At this point, do not panic, but just try to gently pull outward and down using a dry washcloth to get a good grip. The sac on a puppy is very slippery. As soon as the puppy is out, the mother should by instinct start to lick and tear at the sac around the face, eyes and nose. This is of most importance at this time. If the sac is not broken quickly, the puppy could smother to death. So if mom does not start this right away, just simply tear it with your fingers, and the puppy will begin to try and breathe. If mom does her job correctly she will continue to tumble the newborn around, licking and cleaning the sac completely off to stimulate the puppy to breathe. Again, if mom is too tired or for some reason her instincts do not kick in quick enough, you can begin to stimulate the puppy to breathe on its own by rubbing it briskly with your dry wash cloth, rub its back and shoulders, head, evey part you can get hold of and hopefully mom will also begin to cut the cord about this time and consume the placenta that should have arrived along with the whelp or shortly after. Mom does not always do this however, and I have seen mothers let their whelps lie with their placentas and cords attached until they deliver two or three other puppies, and then turn to eating the placenta and cutting the cords. As long as the puppy is out, the sac is broken and they are not struggling to breathe, and are breathing well on their own, it does not hurt anything for them to lie attached to the placenta until mom gets good and ready to return to that part of things.
I think sometimes mothers get distracted by the others that are trying to be born and they know if their previous whelps are out of the sac and breathing, sometimes even nursing with the placenta and cord attached, they are fine. If mother is doing her job correctly she will always stimulate them to breathe on their own as first course of action and leave the other things to another time if necessary.
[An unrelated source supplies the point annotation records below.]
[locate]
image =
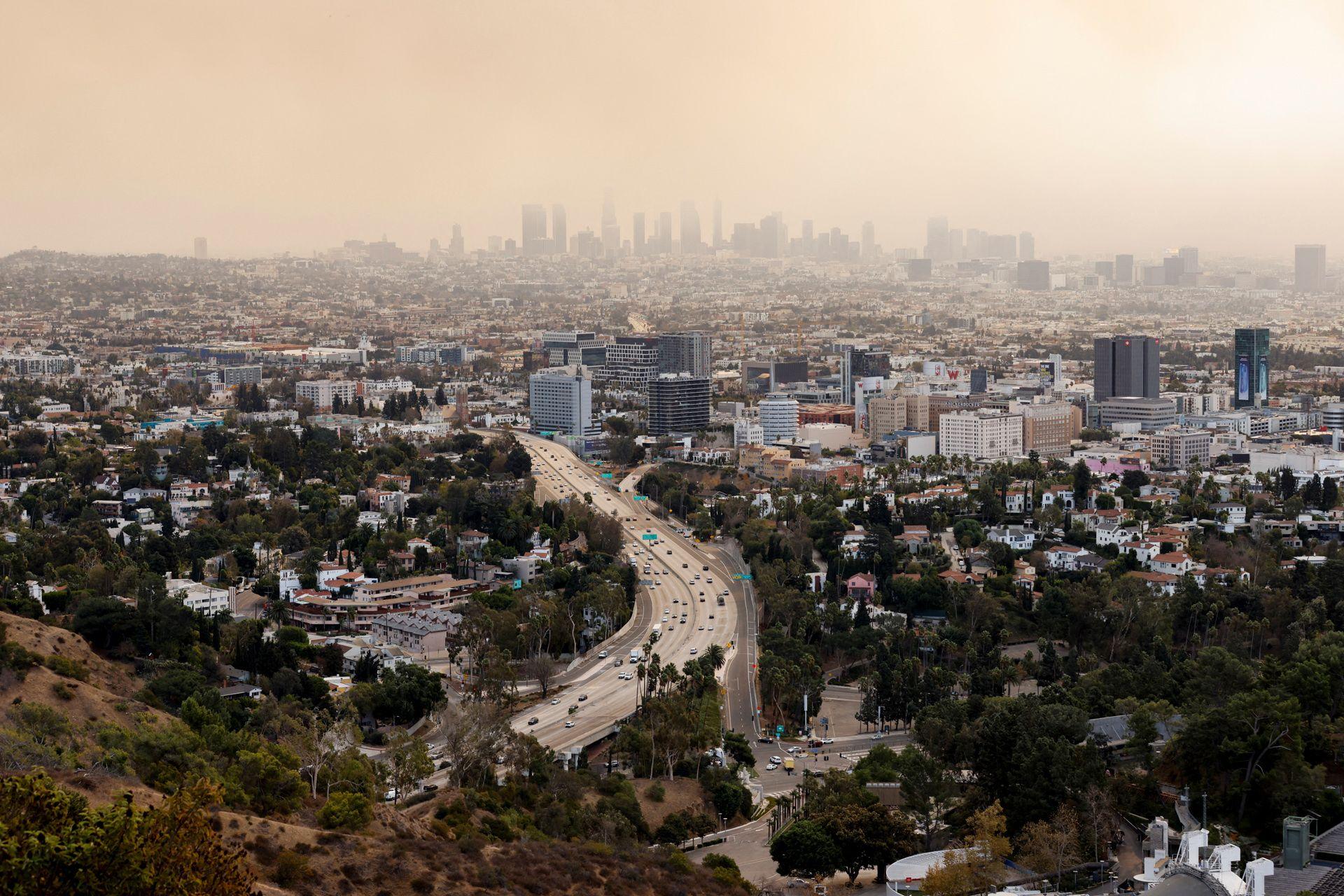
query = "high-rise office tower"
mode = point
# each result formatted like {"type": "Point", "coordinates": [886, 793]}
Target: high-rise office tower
{"type": "Point", "coordinates": [610, 227]}
{"type": "Point", "coordinates": [687, 352]}
{"type": "Point", "coordinates": [1310, 269]}
{"type": "Point", "coordinates": [1034, 276]}
{"type": "Point", "coordinates": [638, 246]}
{"type": "Point", "coordinates": [1124, 270]}
{"type": "Point", "coordinates": [1026, 246]}
{"type": "Point", "coordinates": [1126, 367]}
{"type": "Point", "coordinates": [1172, 269]}
{"type": "Point", "coordinates": [690, 229]}
{"type": "Point", "coordinates": [771, 235]}
{"type": "Point", "coordinates": [1252, 351]}
{"type": "Point", "coordinates": [936, 239]}
{"type": "Point", "coordinates": [559, 230]}
{"type": "Point", "coordinates": [1190, 260]}
{"type": "Point", "coordinates": [534, 230]}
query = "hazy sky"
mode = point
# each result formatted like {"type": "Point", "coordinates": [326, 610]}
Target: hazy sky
{"type": "Point", "coordinates": [268, 127]}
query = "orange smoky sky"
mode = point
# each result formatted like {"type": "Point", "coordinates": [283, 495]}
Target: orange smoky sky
{"type": "Point", "coordinates": [290, 127]}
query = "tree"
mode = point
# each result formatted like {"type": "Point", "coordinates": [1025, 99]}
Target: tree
{"type": "Point", "coordinates": [1051, 846]}
{"type": "Point", "coordinates": [407, 761]}
{"type": "Point", "coordinates": [52, 843]}
{"type": "Point", "coordinates": [542, 668]}
{"type": "Point", "coordinates": [806, 849]}
{"type": "Point", "coordinates": [346, 811]}
{"type": "Point", "coordinates": [979, 865]}
{"type": "Point", "coordinates": [869, 837]}
{"type": "Point", "coordinates": [321, 736]}
{"type": "Point", "coordinates": [926, 789]}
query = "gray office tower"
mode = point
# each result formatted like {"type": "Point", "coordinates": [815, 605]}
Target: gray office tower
{"type": "Point", "coordinates": [1310, 269]}
{"type": "Point", "coordinates": [1126, 367]}
{"type": "Point", "coordinates": [1124, 270]}
{"type": "Point", "coordinates": [689, 352]}
{"type": "Point", "coordinates": [1034, 276]}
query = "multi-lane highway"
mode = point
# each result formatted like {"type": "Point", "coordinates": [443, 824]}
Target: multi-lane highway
{"type": "Point", "coordinates": [678, 598]}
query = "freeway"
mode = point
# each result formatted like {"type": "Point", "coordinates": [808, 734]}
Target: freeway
{"type": "Point", "coordinates": [680, 582]}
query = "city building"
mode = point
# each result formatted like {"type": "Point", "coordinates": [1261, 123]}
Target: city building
{"type": "Point", "coordinates": [690, 352]}
{"type": "Point", "coordinates": [1034, 276]}
{"type": "Point", "coordinates": [324, 393]}
{"type": "Point", "coordinates": [1176, 448]}
{"type": "Point", "coordinates": [1050, 429]}
{"type": "Point", "coordinates": [561, 400]}
{"type": "Point", "coordinates": [890, 414]}
{"type": "Point", "coordinates": [1126, 365]}
{"type": "Point", "coordinates": [1149, 413]}
{"type": "Point", "coordinates": [778, 418]}
{"type": "Point", "coordinates": [679, 403]}
{"type": "Point", "coordinates": [1252, 367]}
{"type": "Point", "coordinates": [1310, 269]}
{"type": "Point", "coordinates": [981, 435]}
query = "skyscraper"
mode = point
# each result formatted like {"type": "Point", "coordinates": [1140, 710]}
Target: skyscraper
{"type": "Point", "coordinates": [1172, 269]}
{"type": "Point", "coordinates": [534, 230]}
{"type": "Point", "coordinates": [610, 227]}
{"type": "Point", "coordinates": [1252, 349]}
{"type": "Point", "coordinates": [936, 239]}
{"type": "Point", "coordinates": [559, 230]}
{"type": "Point", "coordinates": [1126, 367]}
{"type": "Point", "coordinates": [1310, 269]}
{"type": "Point", "coordinates": [690, 229]}
{"type": "Point", "coordinates": [1034, 276]}
{"type": "Point", "coordinates": [638, 245]}
{"type": "Point", "coordinates": [1124, 270]}
{"type": "Point", "coordinates": [1027, 246]}
{"type": "Point", "coordinates": [1190, 258]}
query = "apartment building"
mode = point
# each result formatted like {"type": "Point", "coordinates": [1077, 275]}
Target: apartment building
{"type": "Point", "coordinates": [1176, 448]}
{"type": "Point", "coordinates": [897, 413]}
{"type": "Point", "coordinates": [324, 393]}
{"type": "Point", "coordinates": [983, 435]}
{"type": "Point", "coordinates": [1050, 429]}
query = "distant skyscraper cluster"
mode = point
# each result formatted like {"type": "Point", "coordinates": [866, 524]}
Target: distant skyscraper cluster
{"type": "Point", "coordinates": [944, 245]}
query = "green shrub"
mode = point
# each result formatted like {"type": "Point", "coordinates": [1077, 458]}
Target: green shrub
{"type": "Point", "coordinates": [66, 666]}
{"type": "Point", "coordinates": [347, 812]}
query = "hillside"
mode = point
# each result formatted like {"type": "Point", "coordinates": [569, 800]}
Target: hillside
{"type": "Point", "coordinates": [402, 852]}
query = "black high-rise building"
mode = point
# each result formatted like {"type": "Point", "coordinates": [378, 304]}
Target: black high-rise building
{"type": "Point", "coordinates": [1126, 365]}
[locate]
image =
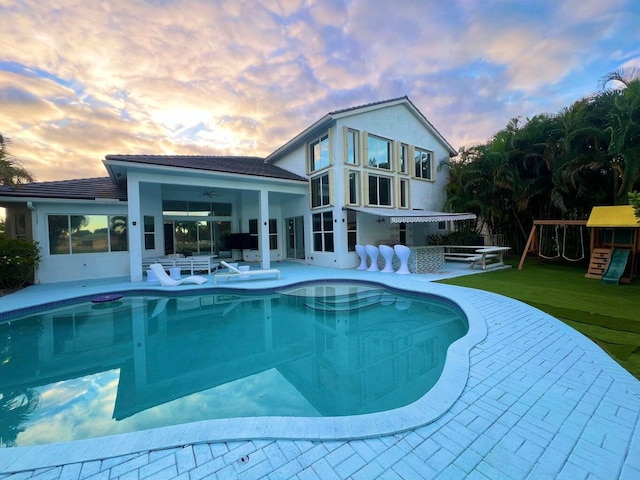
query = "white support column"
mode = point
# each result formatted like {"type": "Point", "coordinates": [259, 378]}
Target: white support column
{"type": "Point", "coordinates": [136, 228]}
{"type": "Point", "coordinates": [263, 220]}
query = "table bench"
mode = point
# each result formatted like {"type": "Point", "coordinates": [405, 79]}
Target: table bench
{"type": "Point", "coordinates": [489, 257]}
{"type": "Point", "coordinates": [486, 257]}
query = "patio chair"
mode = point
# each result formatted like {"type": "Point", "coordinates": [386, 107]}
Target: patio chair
{"type": "Point", "coordinates": [166, 281]}
{"type": "Point", "coordinates": [234, 272]}
{"type": "Point", "coordinates": [403, 254]}
{"type": "Point", "coordinates": [362, 253]}
{"type": "Point", "coordinates": [387, 253]}
{"type": "Point", "coordinates": [373, 253]}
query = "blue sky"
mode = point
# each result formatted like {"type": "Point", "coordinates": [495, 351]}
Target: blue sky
{"type": "Point", "coordinates": [80, 80]}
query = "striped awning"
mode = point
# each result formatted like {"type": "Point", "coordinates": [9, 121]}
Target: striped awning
{"type": "Point", "coordinates": [397, 215]}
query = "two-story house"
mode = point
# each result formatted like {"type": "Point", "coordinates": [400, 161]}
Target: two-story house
{"type": "Point", "coordinates": [367, 174]}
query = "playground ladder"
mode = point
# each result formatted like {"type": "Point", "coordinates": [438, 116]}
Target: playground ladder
{"type": "Point", "coordinates": [600, 258]}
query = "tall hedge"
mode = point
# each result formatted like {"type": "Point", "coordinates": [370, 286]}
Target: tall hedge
{"type": "Point", "coordinates": [18, 261]}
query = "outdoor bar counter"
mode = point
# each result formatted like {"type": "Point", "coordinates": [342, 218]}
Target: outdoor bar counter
{"type": "Point", "coordinates": [427, 259]}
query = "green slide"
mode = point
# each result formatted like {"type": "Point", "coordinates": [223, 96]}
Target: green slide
{"type": "Point", "coordinates": [616, 267]}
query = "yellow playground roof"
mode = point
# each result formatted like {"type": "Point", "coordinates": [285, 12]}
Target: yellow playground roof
{"type": "Point", "coordinates": [619, 216]}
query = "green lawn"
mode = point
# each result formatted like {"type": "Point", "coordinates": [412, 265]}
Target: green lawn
{"type": "Point", "coordinates": [608, 314]}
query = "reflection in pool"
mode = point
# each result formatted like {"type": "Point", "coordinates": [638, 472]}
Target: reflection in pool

She needs to deliver one placenta per puppy and you need to keep count. If she retains a placenta, it can cause infection, and you will need to take her to the vet for a shot to help her to expel the placenta. It is always a good idea to take your mom to the vet shortly after whelping to be sure she has not retained a placenta or even a dead puppy that will need to be expelled.
Anytime you leave newborn puppies or take their mother away for bathing or going to the vet, you will need to provide the puppy box with a heating pad and place a baby receiving blanket over the box to create a warm incubator. I learned this lesson the hard way. I took a mother from her babies just long enough to bath her and blow dry her, but never provided the newsborns with a heating pad, it was summertime even, and all those babies died within a day or two, they were doing fine before. I concluded they must have "chilled" while mom was gone. Mom will provide a lot of warmth for her newborns. She will wrap her body around them to warm them up, but you still need to use heating pads, and especially if you take mom from the box to tend to her for something. The number one cause of a newborn dying is becoming chilled. It is imperative to warm them up as quickly as possible and keep them warm.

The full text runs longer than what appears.